Your AWS credentials let you log into the AWS management console, manage services, view and edit resources, and so on. Security in AWS begins with the foundation of identity, which is managed by the Identity and Access Management (IAM) service. Because your AWS credentials are the keys to the kingdom, the first order of business is to protect them from accidental exposure and unauthorised use. The second step is to ensure that users have only the permissions they need, and no more.

  • IAM is used to securely control individual and group access to AWS resources.
  • IAM makes it easy to provide multiple users secure access to AWS resources.
  • IAM can be used to manage:
    • Users.
    • Groups.
    • Access policies.
    • Roles.
    • User credentials.
    • User password policies.
    • Multi-factor authentication (MFA).
    • API keys for programmatic access (CLI).
  • Provides centralized control of your AWS account.
  • Enables shared access to your AWS account.
  • By default new users are created with NO access to any AWS services – they can only login to the AWS console.
  • Permission must be explicitly granted to allow a user to access an AWS service.

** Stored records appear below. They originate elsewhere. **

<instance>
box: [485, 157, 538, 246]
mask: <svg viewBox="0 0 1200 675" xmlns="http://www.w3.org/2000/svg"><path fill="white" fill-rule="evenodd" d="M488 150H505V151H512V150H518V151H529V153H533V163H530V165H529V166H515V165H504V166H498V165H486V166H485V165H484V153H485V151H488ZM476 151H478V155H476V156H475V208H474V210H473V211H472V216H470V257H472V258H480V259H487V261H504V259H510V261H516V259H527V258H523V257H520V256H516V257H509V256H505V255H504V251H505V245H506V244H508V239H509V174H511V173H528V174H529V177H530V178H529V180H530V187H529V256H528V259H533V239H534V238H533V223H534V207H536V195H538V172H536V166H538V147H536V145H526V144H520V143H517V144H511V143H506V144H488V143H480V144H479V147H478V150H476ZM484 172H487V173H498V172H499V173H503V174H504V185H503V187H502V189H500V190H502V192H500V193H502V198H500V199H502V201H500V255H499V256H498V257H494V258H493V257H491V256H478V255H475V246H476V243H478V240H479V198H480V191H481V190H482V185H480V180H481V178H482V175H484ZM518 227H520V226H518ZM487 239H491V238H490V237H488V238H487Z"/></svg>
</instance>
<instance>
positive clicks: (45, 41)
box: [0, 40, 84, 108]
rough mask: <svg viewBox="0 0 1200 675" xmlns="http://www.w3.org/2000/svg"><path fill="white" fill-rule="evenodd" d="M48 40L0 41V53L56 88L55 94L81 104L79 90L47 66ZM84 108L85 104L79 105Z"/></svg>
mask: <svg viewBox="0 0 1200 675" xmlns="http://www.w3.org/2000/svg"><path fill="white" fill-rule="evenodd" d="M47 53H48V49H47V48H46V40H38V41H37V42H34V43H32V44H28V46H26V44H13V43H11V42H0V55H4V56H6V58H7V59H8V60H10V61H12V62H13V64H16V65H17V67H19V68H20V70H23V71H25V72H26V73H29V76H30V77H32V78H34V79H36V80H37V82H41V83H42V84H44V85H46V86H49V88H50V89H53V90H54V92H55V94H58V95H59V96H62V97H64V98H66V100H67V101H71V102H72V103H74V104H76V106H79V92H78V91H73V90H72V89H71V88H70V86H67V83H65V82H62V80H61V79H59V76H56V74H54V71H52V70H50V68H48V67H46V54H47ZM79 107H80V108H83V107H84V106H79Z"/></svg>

  • IAM users are individuals who have been granted access to an AWS account.
  • Each IAM user has three main components:
    • A user-name.
    • A password.
    • Permissions to access various resources.
  • You can apply granular permissions with IAM.
  • You can assign users individual security credentials such as access keys, passwords, and multi-factor authentication devices.
  • IAM is not used for application-level authentication.
  • Identity Federation (including AD, Facebook etc.) can be configured allowing secure access to resources in an AWS account without creating an IAM user account.
  • Multi-factor authentication (MFA) can be enabled/enforced for the AWS account and for individual users under the account.
  • MFA uses an authentication device that continually generates random, six-digit, single-use authentication codes.
  • You can authenticate using an MFA device in the following three ways:
    • Through the AWS Management Console – the user is prompted for a user name, password and authentication code.
    • Using the AWS API – restrictions are added to IAM policies and developers can request temporary security credentials and pass MFA parameters in their AWS STS API requests.
    • Using the AWS CLI by obtaining temporary security credentials from STS (aws sts get-session-token).
  • It is a best practice to use MFA for all users and to use U2F or hardware MFA devices for all privileged users.
  • IAM is universal (global) and does not apply to regions.
  • IAM is eventually consistent.
  • IAM replicates data across multiple data centres around the world.
  • The “root account” is the account created when you setup the AWS account. It has complete Admin access and is the only account that has this access by default.
  • It is a best practice to not use the root account for anything other than billing.
  • Power user access allows all permissions except the management of groups and users in IAM.
  • Temporary security credentials consist of the AWS access key ID, secret access key, and security token.
  • IAM can assign temporary security credentials to provide users with temporary access to services/resources.
  • IAM integrates with many different AWS services.
  • IAM supports PCI DSS compliance.
  • AWS recommend that you use the AWS SDKs to make programmatic API calls to IAM.